Since the pioneering proposal of the replicon model of DNA replication 50 years ago, the predicted replicons have not been identified and quantified at the cellular level. Here, we combine conventional and super-resolution microscopy of replication sites in live and fixed cells with computational image analysis. We complement these data with genome size measurements, comprehensive analysis of S-phase dynamics and quantification of replication fork speed and replicon size in human and mouse cells. These multidimensional analyses demonstrate that replication foci (RFi) in three-dimensional (3D) preserved somatic mammalian cells can be optically resolved down to single replicons throughout S-phase.

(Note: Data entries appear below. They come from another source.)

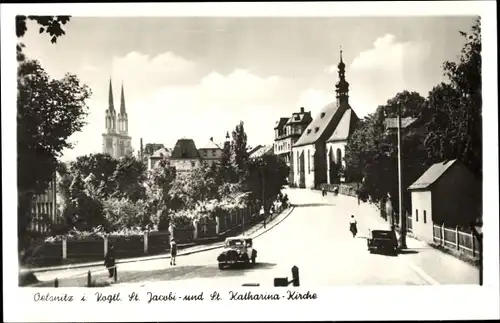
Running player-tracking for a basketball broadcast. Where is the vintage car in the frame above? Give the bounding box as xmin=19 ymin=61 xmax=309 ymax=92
xmin=366 ymin=230 xmax=398 ymax=254
xmin=217 ymin=236 xmax=257 ymax=269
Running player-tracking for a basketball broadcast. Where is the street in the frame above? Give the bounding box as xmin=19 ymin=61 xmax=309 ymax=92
xmin=33 ymin=189 xmax=478 ymax=288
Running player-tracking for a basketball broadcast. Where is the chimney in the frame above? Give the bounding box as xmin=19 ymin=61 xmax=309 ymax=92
xmin=140 ymin=138 xmax=144 ymax=161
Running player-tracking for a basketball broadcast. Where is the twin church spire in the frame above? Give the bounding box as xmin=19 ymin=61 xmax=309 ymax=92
xmin=106 ymin=79 xmax=128 ymax=136
xmin=335 ymin=47 xmax=349 ymax=105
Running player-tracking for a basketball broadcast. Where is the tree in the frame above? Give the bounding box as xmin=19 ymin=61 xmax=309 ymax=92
xmin=17 ymin=60 xmax=91 ymax=240
xmin=145 ymin=160 xmax=181 ymax=228
xmin=111 ymin=155 xmax=146 ymax=202
xmin=16 ymin=15 xmax=71 ymax=61
xmin=70 ymin=153 xmax=118 ymax=198
xmin=423 ymin=18 xmax=482 ymax=179
xmin=231 ymin=121 xmax=248 ymax=180
xmin=216 ymin=134 xmax=238 ymax=185
xmin=245 ymin=155 xmax=289 ymax=211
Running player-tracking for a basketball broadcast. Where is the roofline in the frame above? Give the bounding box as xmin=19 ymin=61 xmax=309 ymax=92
xmin=407 ymin=159 xmax=458 ymax=191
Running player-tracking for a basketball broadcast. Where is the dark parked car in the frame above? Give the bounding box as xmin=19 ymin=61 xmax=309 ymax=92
xmin=367 ymin=230 xmax=398 ymax=254
xmin=217 ymin=237 xmax=257 ymax=269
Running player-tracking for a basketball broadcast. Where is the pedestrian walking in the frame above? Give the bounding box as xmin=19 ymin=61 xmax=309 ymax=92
xmin=349 ymin=215 xmax=358 ymax=238
xmin=170 ymin=238 xmax=177 ymax=266
xmin=104 ymin=243 xmax=116 ymax=278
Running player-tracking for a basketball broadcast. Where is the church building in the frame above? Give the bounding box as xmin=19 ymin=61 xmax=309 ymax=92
xmin=292 ymin=51 xmax=358 ymax=188
xmin=102 ymin=80 xmax=133 ymax=158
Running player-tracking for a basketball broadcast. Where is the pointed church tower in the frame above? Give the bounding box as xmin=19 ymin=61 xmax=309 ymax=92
xmin=105 ymin=78 xmax=116 ymax=133
xmin=335 ymin=49 xmax=349 ymax=105
xmin=118 ymin=82 xmax=128 ymax=136
xmin=102 ymin=79 xmax=133 ymax=158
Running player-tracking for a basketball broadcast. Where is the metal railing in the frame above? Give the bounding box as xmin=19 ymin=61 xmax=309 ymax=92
xmin=432 ymin=224 xmax=479 ymax=257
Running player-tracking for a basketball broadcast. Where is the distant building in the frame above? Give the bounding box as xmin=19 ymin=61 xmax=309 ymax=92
xmin=408 ymin=159 xmax=482 ymax=242
xmin=198 ymin=137 xmax=222 ymax=165
xmin=170 ymin=138 xmax=202 ymax=172
xmin=274 ymin=108 xmax=312 ymax=183
xmin=29 ymin=176 xmax=60 ymax=232
xmin=292 ymin=52 xmax=357 ymax=188
xmin=147 ymin=145 xmax=172 ymax=169
xmin=102 ymin=80 xmax=133 ymax=158
xmin=248 ymin=145 xmax=274 ymax=159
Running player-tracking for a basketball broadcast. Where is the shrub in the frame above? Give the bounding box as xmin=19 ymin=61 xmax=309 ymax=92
xmin=103 ymin=198 xmax=150 ymax=231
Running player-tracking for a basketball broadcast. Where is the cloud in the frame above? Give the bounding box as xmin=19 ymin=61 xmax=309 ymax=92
xmin=327 ymin=34 xmax=430 ymax=116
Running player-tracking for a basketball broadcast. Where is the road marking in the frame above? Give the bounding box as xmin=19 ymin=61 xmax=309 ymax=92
xmin=405 ymin=260 xmax=441 ymax=285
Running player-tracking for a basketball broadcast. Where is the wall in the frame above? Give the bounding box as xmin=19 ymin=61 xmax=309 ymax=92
xmin=432 ymin=162 xmax=482 ymax=226
xmin=293 ymin=145 xmax=315 ymax=188
xmin=411 ymin=191 xmax=433 ymax=242
xmin=325 ymin=141 xmax=347 ymax=184
xmin=170 ymin=159 xmax=201 ymax=172
xmin=30 ymin=178 xmax=60 ymax=232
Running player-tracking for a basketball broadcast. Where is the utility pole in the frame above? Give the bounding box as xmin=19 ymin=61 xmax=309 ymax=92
xmin=397 ymin=104 xmax=407 ymax=249
xmin=260 ymin=167 xmax=267 ymax=229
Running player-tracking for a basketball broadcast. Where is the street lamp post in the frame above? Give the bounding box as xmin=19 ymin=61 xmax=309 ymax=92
xmin=471 ymin=219 xmax=483 ymax=286
xmin=388 ymin=102 xmax=407 ymax=249
xmin=260 ymin=166 xmax=266 ymax=229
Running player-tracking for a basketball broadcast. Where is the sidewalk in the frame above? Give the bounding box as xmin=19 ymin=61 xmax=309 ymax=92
xmin=20 ymin=206 xmax=294 ymax=274
xmin=290 ymin=191 xmax=479 ymax=285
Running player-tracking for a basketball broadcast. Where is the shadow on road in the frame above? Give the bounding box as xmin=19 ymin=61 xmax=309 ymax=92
xmin=399 ymin=249 xmax=419 ymax=255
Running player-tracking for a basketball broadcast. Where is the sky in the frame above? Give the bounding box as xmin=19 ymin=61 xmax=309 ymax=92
xmin=21 ymin=16 xmax=474 ymax=161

This challenges the conventional interpretation of nuclear RFi as replication factories, that is, the complex entities that process multiple clustered replicons. Accordingly, 3D genome organization and duplication can be now followed within the chromatin context at the level of individual replicons.

Suggested Citation

  • V. O. Chagin & C. S. Casas-Delucchi & M. Reinhart & L. Schermelleh & Y. Markaki & A. Maiser & J. J. Bolius & A. Bensimon & M. Fillies & P. Domaing & Y. M. Rozanov & H. Leonhardt & M. C. Cardoso, 2016. "4D Visualization of replication foci in mammalian cells corresponding to individual replicons," Nature Communications, Nature, vol. 7(1), pages 1-12, September.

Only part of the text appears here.